You can boost organic performance by generating extrinsic demand, i.e. doing things to get  get the book in front of people.  There is one fundamental problem with book marketing as opposed to, say, marketing cars or houses, which is that the total net revenue per unit is generally under < $10. That means that if you are paying anywhere near $10 in marketing to acquire each new sale, you are probably losing money. 

We are not operating at the scale of Proctor & Gamble where their  ad spending is so great that they can afford to drum up sales for detergent that costs $14.99 a bottle.  (And they probably have better margins on liquid soap than we do on books!)  

So you really have to watch your pennies with generating extrinsic demand.  Free is by far the best price, and fortunately, many of the most effective ways of generating extrinsic demand are in fact nearly free, such as making media appearances.

Understanding Your Amazon sales rank

I just came across the following online comments from a multiple New York Times-bestselling author, one of the authors I respect and enjoy most in all the world:

Ah, Amazon sales rankings.  What do these numbers — changing every hour
in their hypnotic fashion that drives authors mad — really mean?

Here’s the skinny:

Ranking above 10,000 — essentially meaningless.  At that point, the
books are in order by ISBN or alphabetically or something.  Don’t even look.

8k – 10 k — your title is selling one or two units a month, maybe.

4k – 7k — your title is selling one or two units a week.  Nationwide.

2 – 4 k — OK, maybe a little better than that.

Ranking below 1000 — Now, at 3 figures, we’re getting into “selling
briskly for its genre” territory.

Below 100 — Pay dirt at last.  A book pretty much has to attain and
sustain rankings at two figures to crack any of the bestseller lists; to
crack the big lists like the NYTimes, the title needs to hold well below 50.

The key thing about her comments is that the numbers are completely wrong.


It’s amazing, and depressing, that someone who should be extremely well informed by her publisher, is operating in a near complete informatoin vacuum.
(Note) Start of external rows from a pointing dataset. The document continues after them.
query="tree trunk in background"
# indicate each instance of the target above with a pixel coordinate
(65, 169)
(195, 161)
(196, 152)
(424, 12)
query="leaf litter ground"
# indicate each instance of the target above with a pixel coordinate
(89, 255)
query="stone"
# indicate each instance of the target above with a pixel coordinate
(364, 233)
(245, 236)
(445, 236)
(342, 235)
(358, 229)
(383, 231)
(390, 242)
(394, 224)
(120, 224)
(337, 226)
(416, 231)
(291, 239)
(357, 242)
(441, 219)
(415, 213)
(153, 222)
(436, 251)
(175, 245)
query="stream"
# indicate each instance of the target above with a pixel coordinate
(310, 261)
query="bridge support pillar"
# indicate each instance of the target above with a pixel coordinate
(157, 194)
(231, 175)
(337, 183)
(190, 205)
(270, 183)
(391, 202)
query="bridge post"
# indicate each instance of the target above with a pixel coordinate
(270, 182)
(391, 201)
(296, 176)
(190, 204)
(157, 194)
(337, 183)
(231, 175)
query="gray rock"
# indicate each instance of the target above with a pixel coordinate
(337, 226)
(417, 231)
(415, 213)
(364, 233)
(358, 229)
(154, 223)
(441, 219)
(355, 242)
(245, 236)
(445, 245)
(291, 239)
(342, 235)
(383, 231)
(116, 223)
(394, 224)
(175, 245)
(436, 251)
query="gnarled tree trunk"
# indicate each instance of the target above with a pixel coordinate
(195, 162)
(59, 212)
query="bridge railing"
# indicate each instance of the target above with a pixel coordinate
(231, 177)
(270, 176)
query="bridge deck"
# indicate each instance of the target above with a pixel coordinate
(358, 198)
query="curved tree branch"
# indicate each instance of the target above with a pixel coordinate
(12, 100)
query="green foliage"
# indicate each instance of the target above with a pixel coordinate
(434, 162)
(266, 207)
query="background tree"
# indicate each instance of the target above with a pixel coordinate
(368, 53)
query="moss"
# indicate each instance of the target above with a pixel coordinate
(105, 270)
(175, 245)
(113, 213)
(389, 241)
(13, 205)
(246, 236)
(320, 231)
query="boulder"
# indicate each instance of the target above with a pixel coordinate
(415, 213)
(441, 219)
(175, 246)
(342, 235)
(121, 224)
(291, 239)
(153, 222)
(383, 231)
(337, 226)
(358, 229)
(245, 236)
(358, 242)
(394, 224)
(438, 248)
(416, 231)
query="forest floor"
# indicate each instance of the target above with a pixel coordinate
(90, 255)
I try to give my authors a hell of a lot more transparency than that.

I am a publisher with more than 75 books in print (all POD, so 90% of my business is via Amazon) and I watch the sales ranks v. my inventory closely.
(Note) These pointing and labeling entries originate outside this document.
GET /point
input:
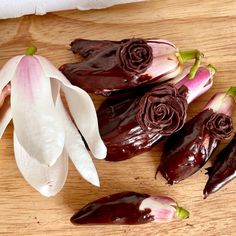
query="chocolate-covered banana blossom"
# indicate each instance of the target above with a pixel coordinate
(129, 208)
(133, 125)
(113, 67)
(186, 151)
(223, 170)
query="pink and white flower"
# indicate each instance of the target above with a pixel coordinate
(45, 134)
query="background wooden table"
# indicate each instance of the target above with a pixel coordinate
(209, 26)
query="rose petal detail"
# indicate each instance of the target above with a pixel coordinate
(135, 55)
(47, 180)
(220, 126)
(35, 118)
(162, 110)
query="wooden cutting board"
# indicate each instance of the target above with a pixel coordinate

The real numbers are more like this. When a title hits

80,000 that means 1 sale today (within the last couple of hours)
40,000 = 2 sales today
20,000 = 4 sales today
10,000 = 8 sales today
and so on.

It’s a logarithmic function, so as sales rank decreases, unit sales rise exponentially. For a great explanation, see http://www.fonerbooks.com/surfing.html, and for the goriest possible details, see http://www.nimblebooks.com/wordpress/2006/06/power-law-converting-amazon-sales-ranks-to-units-sold/.

The trick is that the sales rank “decays” as soon as you sell a book, so if it’s down around 500,000 that means you haven’t sold a book for a week or so. 1,000,000 means you’re probably doing 1 or 2 a month. Whenever it bounces back up to around 80,000, that means a sale within the last hour or two.

You can follow all your titles (24 x 7, compulsively ;-) ) using free services www.salesrankexpress.com or titlez.com. After you watch them bounce up and down for a while, you’ll get a feeling for what’s happening.